Prince Elector Friedrich of Brandenburg, the later King Friedrich I. of Prussia, created on May 8, 1667, the order “de la Générosité”. After Friedrich II. claimed the Prussian throne in 1740 the order was transformed into the order “pour le mérite”. He did so while striving to elevate Prussia to a major player in Europe needing a true award for merit. Only during the second half of the 18th century the order was mostly awarded to active military personnel. At that time the Prussian army was 150.000 men strong. Friedrich Wilhelm III. changed the regulations of the “pour le mérite” on January 18, 1810, honoring military personnel for merit during combat only, thus it became a true military order. The “pour le mérite” for merit in Science and Arts was consecutively established in 1842. In 1813 however the oak leaf was added as a sign of repetitive or superseded qualification for winning a “pour le mérite”.
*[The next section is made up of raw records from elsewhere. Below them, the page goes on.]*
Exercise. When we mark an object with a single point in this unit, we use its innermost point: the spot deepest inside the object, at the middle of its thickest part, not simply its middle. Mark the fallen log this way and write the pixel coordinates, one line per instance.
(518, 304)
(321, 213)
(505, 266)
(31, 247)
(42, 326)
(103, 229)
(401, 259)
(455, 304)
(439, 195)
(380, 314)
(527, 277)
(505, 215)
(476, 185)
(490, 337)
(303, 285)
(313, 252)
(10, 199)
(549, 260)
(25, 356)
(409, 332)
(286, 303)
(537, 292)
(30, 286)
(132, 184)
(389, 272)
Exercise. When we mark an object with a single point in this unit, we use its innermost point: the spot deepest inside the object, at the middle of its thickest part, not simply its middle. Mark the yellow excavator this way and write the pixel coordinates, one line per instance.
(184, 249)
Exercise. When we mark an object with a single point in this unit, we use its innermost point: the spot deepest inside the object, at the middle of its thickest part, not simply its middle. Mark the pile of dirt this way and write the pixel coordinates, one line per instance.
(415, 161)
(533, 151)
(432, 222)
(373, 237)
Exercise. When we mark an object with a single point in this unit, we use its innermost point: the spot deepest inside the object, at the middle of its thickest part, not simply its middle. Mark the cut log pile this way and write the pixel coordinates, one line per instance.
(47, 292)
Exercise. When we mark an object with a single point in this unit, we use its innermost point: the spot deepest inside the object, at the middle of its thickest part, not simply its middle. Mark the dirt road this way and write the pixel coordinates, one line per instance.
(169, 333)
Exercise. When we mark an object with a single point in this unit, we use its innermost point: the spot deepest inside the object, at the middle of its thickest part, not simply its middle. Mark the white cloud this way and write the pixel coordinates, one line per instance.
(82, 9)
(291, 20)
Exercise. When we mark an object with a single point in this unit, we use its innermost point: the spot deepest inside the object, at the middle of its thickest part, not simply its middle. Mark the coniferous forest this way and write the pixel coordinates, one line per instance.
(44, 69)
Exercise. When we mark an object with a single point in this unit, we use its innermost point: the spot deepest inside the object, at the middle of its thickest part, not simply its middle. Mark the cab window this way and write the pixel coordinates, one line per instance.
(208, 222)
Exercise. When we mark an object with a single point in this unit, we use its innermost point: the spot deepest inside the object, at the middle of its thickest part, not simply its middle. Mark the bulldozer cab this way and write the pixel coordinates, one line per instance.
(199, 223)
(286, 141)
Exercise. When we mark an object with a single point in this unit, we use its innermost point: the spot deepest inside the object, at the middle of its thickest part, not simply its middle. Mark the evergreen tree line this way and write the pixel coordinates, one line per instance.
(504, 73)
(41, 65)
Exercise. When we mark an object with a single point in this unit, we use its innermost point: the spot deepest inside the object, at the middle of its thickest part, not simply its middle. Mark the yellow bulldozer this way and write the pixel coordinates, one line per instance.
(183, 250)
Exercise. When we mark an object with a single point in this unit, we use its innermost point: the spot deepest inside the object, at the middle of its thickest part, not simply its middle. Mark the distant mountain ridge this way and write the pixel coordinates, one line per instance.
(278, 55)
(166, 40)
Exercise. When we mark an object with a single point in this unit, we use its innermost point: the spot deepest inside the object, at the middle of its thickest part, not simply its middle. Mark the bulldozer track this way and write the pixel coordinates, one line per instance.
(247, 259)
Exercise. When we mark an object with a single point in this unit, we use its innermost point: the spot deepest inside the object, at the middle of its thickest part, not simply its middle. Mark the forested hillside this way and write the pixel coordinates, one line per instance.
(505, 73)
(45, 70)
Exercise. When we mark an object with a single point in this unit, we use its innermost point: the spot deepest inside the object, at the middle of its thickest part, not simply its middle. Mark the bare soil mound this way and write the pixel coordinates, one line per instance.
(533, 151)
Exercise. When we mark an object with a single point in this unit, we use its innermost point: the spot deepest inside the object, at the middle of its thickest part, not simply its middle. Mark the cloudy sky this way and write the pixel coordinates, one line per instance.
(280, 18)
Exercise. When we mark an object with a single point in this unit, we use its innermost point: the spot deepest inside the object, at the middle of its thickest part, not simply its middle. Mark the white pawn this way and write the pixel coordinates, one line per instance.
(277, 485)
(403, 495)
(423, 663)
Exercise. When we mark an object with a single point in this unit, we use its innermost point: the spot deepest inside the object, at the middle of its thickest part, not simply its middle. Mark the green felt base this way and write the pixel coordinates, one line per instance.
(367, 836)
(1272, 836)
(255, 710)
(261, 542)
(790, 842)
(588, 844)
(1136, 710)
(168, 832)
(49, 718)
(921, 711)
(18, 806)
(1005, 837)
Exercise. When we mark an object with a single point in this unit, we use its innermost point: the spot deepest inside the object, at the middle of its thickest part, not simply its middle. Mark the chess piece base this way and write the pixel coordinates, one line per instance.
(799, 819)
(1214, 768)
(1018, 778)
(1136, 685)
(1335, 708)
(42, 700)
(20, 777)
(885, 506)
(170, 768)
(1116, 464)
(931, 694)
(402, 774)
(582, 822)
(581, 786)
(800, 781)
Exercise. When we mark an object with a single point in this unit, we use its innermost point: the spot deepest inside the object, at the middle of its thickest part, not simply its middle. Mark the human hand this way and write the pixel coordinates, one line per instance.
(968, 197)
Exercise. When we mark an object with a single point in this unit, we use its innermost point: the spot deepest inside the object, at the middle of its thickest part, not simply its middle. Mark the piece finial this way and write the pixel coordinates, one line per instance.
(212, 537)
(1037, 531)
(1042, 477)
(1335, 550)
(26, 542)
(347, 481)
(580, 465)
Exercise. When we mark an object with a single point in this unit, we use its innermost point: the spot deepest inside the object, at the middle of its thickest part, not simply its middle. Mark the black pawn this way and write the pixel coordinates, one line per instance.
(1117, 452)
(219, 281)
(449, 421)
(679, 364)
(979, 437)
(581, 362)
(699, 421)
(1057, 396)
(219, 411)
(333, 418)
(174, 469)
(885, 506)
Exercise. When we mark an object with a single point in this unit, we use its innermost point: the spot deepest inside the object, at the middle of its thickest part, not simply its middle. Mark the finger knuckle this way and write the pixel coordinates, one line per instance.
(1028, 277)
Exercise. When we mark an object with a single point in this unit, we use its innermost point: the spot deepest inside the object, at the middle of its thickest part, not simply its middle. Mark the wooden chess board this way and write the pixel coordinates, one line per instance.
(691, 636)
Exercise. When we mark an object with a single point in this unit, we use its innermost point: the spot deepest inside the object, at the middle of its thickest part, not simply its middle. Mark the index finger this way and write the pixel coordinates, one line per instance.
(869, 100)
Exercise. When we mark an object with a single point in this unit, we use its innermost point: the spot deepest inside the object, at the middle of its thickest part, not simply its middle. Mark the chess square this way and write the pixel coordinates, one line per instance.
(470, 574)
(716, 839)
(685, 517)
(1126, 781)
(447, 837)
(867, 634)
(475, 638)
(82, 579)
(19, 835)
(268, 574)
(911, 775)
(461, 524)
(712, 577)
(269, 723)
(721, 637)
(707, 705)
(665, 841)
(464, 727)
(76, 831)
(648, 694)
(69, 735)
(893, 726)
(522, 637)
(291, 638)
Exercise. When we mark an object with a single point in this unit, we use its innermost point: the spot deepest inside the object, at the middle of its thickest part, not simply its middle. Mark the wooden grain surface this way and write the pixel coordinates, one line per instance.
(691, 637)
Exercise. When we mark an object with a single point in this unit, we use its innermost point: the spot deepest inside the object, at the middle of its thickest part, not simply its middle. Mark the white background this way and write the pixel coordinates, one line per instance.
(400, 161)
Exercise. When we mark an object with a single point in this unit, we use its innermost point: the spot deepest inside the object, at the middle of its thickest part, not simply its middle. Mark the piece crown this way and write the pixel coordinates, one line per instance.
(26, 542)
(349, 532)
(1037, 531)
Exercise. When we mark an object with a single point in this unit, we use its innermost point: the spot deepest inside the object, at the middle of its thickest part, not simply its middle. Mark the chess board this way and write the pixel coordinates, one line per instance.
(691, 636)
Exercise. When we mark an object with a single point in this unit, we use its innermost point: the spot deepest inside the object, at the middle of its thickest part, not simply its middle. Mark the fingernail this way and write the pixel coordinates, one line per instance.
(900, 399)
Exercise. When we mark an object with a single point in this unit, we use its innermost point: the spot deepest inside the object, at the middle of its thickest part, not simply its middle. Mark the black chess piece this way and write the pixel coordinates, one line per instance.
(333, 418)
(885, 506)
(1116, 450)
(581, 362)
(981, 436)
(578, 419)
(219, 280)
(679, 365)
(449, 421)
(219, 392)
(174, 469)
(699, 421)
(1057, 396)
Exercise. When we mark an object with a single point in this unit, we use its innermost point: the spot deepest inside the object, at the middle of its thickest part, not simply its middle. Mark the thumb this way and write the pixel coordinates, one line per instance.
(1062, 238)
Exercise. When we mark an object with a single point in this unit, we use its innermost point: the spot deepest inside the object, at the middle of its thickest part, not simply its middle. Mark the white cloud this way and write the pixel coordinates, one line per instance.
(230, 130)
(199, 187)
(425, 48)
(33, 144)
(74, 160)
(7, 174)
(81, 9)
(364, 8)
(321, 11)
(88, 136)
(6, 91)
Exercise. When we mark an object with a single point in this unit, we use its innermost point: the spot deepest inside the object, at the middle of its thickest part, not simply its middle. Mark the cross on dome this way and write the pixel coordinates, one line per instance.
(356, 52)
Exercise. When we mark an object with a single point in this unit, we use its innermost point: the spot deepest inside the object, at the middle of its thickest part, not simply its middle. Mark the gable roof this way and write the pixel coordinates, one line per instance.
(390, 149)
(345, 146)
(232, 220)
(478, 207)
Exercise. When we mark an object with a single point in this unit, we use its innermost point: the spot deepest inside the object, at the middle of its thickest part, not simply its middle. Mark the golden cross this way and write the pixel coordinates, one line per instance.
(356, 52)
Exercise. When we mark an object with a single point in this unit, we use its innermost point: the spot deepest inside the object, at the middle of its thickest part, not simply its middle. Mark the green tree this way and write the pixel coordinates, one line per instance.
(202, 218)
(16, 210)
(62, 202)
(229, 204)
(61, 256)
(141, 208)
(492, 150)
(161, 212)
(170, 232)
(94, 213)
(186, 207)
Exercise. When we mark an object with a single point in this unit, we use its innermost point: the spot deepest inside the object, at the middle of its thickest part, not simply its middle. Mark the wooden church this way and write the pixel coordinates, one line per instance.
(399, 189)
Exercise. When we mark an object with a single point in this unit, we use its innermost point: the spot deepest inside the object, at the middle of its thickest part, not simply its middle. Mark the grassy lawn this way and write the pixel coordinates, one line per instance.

The order consisted initially of a blue enameled golden Maltese cross with golden eagles in between each cross arm. The avers showed the crown and cypher “F” for Friedrich on the top cross arm and the name Pour le Mé-, rite starting from the left cross arm to the right ending on the bottom.
In its existence a total of approximately 5750 decorations were awarded in all its models and variations. Out of the total number of awards about 900 go back to its founder Friedrich II. or “the Great” over a time span of 46 years, his successor Friedrich Wilhelm II. however, managed to award a similar number during a reign of only 11 years. The highest number of awarded “pour le mérite’s” came under the reign of Friedrich Wilhelm III. from 1797 to 1840.
Friedrich Wilhelm IV. added a golden crown for those recipients wearing the esteemed order for 50 years in 1844. He also re-established the value of the order “pour le mérite” by adding the swords to the Red Eagle Order, resulting in only 28 awards during the war of 1848/49. He did award only 32 during his reign. Wilhelm I. added the grand cross in 1866 and the oak leaf to the grand cross in 1873. He awarded about 300 decorations in his lifetime. Friedrich III. as the bearer of the grand cross saw no reason to award the “pour le mérite”. Wilhelm II. changed the practice of awarding orders and medals in general, including those of the order “pour le mérite”. He found only about 850 reasons to honor citizens and foreigners alike.
With the First World War degenerating into a long and costly trench warfare, precious raw materials grew scarce. Even the materials used for medals and decorations became subject to strict scrutiny. Following similar proclamations in other German states, Prussia mandated that medals and decorations should be made from replacement materials. The General Orders Commission ordered on October 10, 1916, that gold-based decorations should be crafted only from gilt silver with a silver content of 938/1000. By Prussian law those decorations had to be marked with the content mark 938 and the manufacturers control mark.
The order “pour le mérite” takes a special place amongst all awards for bravery within the German states and is well known worldwide as “Blue Max” as a homage to Max Immelmann, the first recipient of a “pour le mérite” within the German air force.